Em outra oportunidade, explicamos que a injustiça epistêmica pode ser de dois tipos: testemunhal e hermenêutica; e focalizamos nossas atenções no segundo. Neste texto, o tipo que nos interessa discutir é o primeiro. De acordo com Miranda Fricker  autora do livro que impulsionou as investigações sobre este conceito [1]  a injustiça epistêmica testemunhal ocorre quando um ouvinte atribui a um falante um nível de credibilidade que não corresponde às evidências de que ele esteja falando a verdade. Um ingrediente importante na caracterização desse tipo de injustiça é a sua motivação, que possui natureza discriminatória.

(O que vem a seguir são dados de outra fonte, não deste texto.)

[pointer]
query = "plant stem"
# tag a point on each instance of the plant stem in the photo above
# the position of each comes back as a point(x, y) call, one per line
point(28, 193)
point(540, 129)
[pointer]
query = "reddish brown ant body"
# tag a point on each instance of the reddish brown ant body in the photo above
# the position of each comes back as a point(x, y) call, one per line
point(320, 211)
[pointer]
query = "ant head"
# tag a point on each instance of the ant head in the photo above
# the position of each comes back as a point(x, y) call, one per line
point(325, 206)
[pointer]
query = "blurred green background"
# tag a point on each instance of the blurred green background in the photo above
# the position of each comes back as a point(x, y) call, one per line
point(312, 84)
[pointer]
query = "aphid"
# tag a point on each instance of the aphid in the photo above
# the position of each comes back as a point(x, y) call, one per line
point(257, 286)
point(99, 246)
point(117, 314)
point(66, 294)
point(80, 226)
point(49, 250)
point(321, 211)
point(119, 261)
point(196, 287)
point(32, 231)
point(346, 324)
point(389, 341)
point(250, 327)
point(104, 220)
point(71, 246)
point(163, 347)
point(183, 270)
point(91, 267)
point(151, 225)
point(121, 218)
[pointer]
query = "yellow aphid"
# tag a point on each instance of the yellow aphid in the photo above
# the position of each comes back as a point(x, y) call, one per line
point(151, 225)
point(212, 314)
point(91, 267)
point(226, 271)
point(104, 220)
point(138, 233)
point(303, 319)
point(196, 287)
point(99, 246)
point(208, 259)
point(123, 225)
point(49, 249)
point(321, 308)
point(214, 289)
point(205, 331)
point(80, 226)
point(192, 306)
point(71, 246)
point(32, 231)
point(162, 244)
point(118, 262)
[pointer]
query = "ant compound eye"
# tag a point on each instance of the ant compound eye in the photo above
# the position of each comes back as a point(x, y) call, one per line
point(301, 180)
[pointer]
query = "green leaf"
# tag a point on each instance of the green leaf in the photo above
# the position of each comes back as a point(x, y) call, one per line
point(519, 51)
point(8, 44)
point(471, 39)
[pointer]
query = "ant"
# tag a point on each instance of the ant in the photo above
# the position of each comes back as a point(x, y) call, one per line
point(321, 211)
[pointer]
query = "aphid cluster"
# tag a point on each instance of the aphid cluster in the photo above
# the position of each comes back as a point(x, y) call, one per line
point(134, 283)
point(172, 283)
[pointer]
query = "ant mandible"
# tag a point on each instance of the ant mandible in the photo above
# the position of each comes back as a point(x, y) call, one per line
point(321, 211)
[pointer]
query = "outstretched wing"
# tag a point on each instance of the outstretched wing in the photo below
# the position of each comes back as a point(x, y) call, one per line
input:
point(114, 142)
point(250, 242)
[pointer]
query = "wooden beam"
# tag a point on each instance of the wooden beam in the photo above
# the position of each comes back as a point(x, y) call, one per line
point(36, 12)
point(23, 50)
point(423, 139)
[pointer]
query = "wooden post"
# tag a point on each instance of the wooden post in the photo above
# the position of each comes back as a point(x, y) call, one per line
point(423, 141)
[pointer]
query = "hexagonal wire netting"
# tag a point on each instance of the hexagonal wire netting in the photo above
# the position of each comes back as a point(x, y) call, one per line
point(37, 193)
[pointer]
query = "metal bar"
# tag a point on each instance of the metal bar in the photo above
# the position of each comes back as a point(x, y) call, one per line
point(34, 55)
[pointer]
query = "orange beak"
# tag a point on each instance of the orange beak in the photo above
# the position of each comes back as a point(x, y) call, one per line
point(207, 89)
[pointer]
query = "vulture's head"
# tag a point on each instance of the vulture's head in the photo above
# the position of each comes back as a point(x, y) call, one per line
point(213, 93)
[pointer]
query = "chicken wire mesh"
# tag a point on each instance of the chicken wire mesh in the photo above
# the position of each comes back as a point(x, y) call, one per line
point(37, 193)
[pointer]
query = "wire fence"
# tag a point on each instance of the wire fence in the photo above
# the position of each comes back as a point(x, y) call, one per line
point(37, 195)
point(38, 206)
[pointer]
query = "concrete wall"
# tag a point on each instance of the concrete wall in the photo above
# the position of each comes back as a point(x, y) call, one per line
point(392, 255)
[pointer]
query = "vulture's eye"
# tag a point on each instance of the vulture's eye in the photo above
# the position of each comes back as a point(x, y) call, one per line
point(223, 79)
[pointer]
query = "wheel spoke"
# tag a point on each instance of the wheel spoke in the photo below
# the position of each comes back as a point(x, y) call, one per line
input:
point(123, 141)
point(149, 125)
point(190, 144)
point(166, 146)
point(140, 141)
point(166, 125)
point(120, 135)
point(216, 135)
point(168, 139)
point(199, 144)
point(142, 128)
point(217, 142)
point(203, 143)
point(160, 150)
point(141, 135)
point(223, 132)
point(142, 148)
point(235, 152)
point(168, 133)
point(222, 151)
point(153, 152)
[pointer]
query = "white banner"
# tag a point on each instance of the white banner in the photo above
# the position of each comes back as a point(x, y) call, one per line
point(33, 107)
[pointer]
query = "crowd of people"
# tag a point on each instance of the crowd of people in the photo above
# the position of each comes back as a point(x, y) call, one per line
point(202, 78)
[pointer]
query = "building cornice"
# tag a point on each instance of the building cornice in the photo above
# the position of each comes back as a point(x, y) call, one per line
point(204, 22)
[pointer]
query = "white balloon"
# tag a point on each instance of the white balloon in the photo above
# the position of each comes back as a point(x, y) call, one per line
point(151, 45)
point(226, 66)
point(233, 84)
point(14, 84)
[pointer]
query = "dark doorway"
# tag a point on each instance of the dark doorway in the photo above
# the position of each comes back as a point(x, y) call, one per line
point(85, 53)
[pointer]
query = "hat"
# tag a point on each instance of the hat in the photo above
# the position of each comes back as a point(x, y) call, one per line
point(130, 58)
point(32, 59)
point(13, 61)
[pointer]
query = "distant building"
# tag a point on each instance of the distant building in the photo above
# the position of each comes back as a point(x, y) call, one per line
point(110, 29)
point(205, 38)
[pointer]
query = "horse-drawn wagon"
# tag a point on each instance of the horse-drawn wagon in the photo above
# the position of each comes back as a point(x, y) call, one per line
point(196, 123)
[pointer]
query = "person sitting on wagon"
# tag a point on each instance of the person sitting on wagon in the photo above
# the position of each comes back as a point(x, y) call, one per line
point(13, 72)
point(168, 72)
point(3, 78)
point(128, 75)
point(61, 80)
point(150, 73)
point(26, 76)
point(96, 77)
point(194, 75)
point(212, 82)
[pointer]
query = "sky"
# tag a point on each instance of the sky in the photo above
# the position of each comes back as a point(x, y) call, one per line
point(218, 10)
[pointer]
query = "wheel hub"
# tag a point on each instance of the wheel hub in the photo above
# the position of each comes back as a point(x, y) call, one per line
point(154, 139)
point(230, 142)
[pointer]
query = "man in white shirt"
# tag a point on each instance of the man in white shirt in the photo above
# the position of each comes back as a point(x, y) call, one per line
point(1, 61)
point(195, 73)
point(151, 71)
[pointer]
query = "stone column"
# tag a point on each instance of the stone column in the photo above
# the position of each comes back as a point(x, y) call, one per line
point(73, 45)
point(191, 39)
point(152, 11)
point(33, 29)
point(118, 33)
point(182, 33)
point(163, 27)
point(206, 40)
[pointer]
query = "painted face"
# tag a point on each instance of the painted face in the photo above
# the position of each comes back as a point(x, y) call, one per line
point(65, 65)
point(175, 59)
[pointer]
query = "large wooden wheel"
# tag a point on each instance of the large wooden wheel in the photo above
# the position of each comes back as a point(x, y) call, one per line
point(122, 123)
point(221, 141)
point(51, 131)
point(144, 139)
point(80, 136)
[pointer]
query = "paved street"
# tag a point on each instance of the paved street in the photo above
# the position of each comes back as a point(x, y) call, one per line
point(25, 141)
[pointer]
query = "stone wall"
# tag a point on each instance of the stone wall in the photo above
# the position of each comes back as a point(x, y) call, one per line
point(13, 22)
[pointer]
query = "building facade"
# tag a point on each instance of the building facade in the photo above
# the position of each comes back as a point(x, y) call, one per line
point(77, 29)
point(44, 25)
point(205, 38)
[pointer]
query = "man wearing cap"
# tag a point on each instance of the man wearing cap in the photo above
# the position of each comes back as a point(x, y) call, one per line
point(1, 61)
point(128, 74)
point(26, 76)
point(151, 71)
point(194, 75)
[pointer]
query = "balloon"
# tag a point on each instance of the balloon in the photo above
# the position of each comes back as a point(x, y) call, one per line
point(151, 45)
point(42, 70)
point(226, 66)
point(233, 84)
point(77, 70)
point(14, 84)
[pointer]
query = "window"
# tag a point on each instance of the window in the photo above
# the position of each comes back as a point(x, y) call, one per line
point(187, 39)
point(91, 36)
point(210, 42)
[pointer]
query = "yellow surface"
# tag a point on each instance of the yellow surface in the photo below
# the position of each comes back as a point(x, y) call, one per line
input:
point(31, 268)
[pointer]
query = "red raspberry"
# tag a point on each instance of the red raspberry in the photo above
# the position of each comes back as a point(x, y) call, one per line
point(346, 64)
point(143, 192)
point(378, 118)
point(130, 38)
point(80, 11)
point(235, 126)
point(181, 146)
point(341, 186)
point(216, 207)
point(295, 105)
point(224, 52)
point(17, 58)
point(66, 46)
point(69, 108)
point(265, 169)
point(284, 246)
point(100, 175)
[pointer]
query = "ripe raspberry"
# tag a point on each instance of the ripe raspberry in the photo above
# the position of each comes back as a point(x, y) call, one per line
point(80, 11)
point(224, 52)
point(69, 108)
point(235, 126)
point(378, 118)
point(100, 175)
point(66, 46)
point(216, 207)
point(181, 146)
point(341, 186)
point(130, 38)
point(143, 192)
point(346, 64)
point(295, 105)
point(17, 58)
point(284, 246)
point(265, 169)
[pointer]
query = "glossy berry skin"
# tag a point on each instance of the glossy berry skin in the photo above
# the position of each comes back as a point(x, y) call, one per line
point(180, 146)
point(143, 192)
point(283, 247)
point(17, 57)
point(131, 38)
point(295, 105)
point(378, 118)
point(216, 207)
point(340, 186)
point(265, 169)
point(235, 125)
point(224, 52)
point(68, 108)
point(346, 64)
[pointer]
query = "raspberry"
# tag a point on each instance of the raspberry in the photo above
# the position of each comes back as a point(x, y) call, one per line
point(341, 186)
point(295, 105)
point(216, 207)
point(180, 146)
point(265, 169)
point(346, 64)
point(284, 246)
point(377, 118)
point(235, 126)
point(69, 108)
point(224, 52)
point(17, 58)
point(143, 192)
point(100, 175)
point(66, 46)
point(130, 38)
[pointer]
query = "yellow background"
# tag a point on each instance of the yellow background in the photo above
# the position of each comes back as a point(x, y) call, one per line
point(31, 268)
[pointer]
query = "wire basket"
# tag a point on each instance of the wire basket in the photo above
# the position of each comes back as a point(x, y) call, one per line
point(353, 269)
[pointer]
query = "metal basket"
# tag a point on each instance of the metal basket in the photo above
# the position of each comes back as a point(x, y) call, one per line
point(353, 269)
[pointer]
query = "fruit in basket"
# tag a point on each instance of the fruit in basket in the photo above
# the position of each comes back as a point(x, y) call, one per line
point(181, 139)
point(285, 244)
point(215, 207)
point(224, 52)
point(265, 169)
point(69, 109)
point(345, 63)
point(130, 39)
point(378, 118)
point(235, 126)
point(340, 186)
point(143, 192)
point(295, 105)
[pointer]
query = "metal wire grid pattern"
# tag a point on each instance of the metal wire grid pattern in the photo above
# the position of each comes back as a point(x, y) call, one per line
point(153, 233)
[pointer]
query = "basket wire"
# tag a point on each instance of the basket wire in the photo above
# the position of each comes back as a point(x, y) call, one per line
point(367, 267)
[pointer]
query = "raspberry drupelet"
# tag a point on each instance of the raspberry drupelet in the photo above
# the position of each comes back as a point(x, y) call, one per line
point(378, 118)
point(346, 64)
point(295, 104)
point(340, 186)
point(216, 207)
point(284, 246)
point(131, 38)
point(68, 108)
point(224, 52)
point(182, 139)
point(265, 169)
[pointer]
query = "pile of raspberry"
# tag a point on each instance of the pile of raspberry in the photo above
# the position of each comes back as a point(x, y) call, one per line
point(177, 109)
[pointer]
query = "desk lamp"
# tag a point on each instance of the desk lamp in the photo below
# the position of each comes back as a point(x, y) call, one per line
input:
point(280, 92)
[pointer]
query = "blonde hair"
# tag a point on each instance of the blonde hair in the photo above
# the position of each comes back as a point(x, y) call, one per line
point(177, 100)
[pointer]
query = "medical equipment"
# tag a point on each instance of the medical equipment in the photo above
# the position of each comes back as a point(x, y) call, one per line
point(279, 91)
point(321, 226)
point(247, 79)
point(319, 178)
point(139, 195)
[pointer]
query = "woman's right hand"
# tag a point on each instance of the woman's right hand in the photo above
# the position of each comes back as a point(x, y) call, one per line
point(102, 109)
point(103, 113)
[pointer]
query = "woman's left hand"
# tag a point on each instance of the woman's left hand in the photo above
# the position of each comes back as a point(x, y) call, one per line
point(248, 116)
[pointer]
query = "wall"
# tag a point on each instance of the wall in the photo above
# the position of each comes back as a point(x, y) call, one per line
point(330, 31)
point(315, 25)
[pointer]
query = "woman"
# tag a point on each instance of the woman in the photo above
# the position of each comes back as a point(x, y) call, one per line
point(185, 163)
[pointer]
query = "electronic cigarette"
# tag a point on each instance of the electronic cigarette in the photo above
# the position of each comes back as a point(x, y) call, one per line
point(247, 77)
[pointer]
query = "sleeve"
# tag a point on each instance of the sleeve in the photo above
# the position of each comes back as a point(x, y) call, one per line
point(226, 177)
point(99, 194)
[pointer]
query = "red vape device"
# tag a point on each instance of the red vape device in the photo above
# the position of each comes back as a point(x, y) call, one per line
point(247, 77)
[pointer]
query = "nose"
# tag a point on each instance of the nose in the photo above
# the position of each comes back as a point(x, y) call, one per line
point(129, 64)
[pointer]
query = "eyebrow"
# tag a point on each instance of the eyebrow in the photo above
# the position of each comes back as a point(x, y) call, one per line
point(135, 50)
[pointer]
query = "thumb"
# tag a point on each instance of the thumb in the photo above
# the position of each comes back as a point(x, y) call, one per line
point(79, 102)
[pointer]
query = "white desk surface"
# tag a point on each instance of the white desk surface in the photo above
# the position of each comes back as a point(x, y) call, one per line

O falante é desacreditado porque o ouvinte possui, em relação a ele, algum preconceito em relação a aspectos de sua identidade social (cor, gênero, etnia, classe social etc.).

É preciso esclarecer que o adjetivo "testemunhal" é utilizado por Fricker no sentido epistemológico, não conotando exclusivamente a fala de uma testemunha em sentido jurídico. "Testemunho", para o presente propósito, é um substantivo que se refere a atos de fala ordinários que pretendem transmitir (ou que são tidos como tendo a intenção de transmitir) informações verdadeiras sobre assuntos que estão de alguma forma em disputa. Logo, "testemunha" é toda e qualquer pessoa que transmite informação. Em termos técnicos da epistemologia, o testemunho é uma importante fonte de conhecimento que se coloca ao lado da percepção (quando uma pessoa usa suas próprias experiências sensíveis para ter acesso ao mundo externo); da memória (que preserva as experiências passadas e presentes); e da inferência (que estende, por meio de processos cognitivos, as informações obtidas com a percepção e preservadas com a memória) [2].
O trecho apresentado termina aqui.